Additional Procedures

Balanced Discussion

Consistent with this purpose, CPG discussions of off-label uses specifically state that they are uses not approved by the FDA. Further, such discussions are balanced in the presentation of appropriate clinical study data, including any such data that suggest caution in the use of the product and specifically including any FDA-issued warnings.

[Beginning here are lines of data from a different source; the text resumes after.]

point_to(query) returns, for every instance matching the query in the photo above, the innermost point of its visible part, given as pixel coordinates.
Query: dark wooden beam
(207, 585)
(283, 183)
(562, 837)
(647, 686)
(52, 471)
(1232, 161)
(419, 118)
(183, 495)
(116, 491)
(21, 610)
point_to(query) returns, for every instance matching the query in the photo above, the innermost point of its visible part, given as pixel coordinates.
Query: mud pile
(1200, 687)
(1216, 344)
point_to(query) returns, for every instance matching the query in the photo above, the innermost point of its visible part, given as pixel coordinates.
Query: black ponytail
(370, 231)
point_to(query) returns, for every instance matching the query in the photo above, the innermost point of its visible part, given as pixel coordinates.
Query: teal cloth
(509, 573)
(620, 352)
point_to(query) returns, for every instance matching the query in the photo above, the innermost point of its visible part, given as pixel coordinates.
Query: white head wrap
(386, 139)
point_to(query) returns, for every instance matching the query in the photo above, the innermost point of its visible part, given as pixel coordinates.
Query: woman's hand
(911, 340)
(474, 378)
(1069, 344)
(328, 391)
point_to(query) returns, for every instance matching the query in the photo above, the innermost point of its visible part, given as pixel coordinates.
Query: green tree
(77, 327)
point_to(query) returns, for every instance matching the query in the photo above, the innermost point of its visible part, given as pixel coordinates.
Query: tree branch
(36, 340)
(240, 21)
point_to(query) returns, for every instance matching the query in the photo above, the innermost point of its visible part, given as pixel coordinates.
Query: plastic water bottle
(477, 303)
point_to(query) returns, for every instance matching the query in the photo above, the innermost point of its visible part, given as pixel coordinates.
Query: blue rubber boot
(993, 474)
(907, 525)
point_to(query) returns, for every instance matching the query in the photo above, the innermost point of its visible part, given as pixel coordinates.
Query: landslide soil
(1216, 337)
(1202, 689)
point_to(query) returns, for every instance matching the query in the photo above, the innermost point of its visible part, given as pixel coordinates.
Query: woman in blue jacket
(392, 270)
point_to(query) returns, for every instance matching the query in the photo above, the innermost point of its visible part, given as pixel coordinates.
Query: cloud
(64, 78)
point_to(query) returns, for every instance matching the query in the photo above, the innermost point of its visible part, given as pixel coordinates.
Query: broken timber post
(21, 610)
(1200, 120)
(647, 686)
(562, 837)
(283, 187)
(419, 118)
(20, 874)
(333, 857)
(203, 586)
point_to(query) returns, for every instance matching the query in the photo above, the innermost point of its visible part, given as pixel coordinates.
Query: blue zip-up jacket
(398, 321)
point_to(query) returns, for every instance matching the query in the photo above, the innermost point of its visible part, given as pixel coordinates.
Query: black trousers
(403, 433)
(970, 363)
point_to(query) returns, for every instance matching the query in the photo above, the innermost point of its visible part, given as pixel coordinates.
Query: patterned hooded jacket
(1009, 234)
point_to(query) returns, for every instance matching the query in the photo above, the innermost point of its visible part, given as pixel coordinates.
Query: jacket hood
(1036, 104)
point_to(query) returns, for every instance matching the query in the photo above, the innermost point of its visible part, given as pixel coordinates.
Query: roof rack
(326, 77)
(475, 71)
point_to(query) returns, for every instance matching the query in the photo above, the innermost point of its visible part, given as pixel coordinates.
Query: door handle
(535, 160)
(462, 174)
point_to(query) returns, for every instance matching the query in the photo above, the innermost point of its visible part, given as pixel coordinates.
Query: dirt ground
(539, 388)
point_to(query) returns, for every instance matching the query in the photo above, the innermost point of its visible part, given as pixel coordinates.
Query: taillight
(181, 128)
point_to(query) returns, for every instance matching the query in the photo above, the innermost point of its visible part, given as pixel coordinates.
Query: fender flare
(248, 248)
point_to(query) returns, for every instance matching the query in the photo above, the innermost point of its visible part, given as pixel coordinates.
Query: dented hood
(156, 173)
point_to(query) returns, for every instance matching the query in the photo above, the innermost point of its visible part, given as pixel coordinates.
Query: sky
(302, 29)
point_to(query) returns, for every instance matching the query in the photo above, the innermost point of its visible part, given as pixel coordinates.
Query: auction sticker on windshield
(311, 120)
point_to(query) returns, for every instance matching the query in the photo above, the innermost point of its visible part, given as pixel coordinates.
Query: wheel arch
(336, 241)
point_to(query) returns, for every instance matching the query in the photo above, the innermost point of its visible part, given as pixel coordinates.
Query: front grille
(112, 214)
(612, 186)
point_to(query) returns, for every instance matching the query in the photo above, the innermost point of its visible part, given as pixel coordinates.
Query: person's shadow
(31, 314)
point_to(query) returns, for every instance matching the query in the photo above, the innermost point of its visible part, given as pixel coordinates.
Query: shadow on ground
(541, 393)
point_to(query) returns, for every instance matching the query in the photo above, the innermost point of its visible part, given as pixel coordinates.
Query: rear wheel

Quality Assurance Monitoring

With respect to such off-label uses, DoD procedure is to maintain a regular system of quality assurance monitoring of outcomes and known potential adverse events. For this reason, the importance of accurate clinical records is underscored.

Information to Patients

Good clinical practice includes the provision of appropriate information to patients. Each CPG discussing an unusual off-label use will address the issue of information to patients. When practicable, consideration will be given to including in an appendix an appropriate information sheet for distribution to patients, whether before or after use of the product. Information to patients should address in plain language: a) that the use is not approved by the FDA; b) the reasons why a DoD health care practitioner would decide to use the product for this purpose; and c) the potential risks associated with such use.